Idaho’s state Land Board approved a timber sale plan for 2014 today that calls for harvesting 249 million board feet from state endowment lands, the highest logging level in more than a decade. The state endowment land timber cut has been fixed at 247 million board feet for the last several years, but next year’s includes a one-time adjustment, due to various factors in certain regions, that bumps it up by 2 million. In 2002, the state's timber sale plan volume was less than 175 million board feet.
The board, which consists of the state’s top elected officials and is chaired by Gov. Butch Otter, unanimously adopted the plan; the state received only positive public comments on it, including enthusiastic support from Bennett Lumber Products, Idaho Forest Group and Stimson Lumber Co. in North Idaho.
“Last year almost one-third of all sawlog volume brought into our facility originated from Idaho Department of Lands timber sales,” wrote Tom Biltonen, resource manager for Bennett Lumber in Princeton. “The IDL timber sale program is a critical component of Bennett Lumber’s supply base and long term viability. We appreciate the efforts of the Idaho Department of Lands in supplying raw materials to the timber industry and the resulting support of our schools and other endowments.”
Last year’s state timber harvest, despite the high level of cut, actually brought in reduced receipts due to lower prices.

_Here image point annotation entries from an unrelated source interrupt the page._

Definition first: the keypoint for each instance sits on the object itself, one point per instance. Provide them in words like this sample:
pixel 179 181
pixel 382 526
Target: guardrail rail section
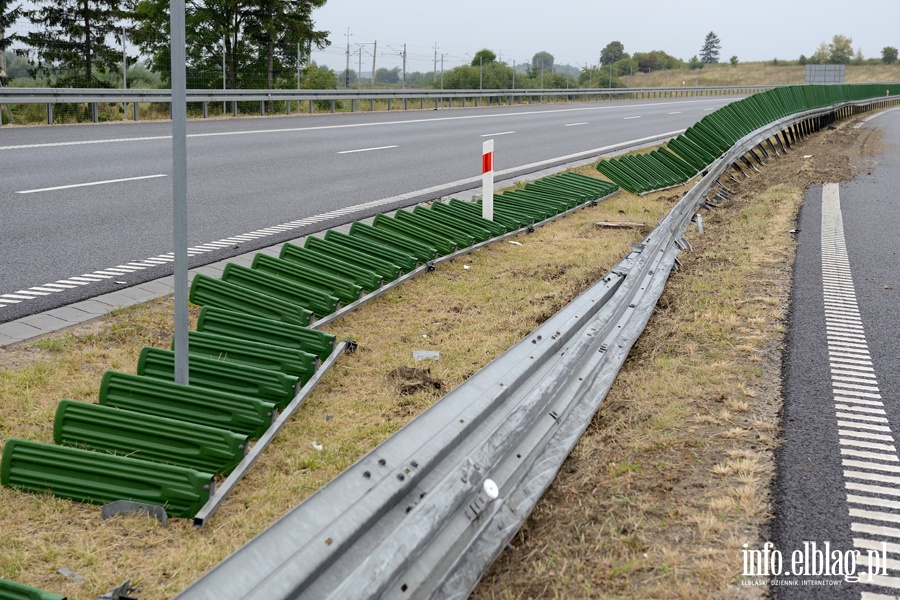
pixel 425 513
pixel 332 99
pixel 684 157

This year, state Department of Lands Director Tom Schultz pointed to some good news on that score – two timber sales in March brought an average stumpage price of $400 per thousand board feet, up from recent years’ averages of $200 or less; the state is now averaging around $250. State forester David Groeschl said the economic downturn brought significant drops in prices starting in 2008; now, there’s a surge in demand and a shortage of timber on the market from private sources. “Over the next couple of years we will see improved demand and improved stumpage prices,” Groeschl said. “I think overall, it’s going to continue to slowly improve.”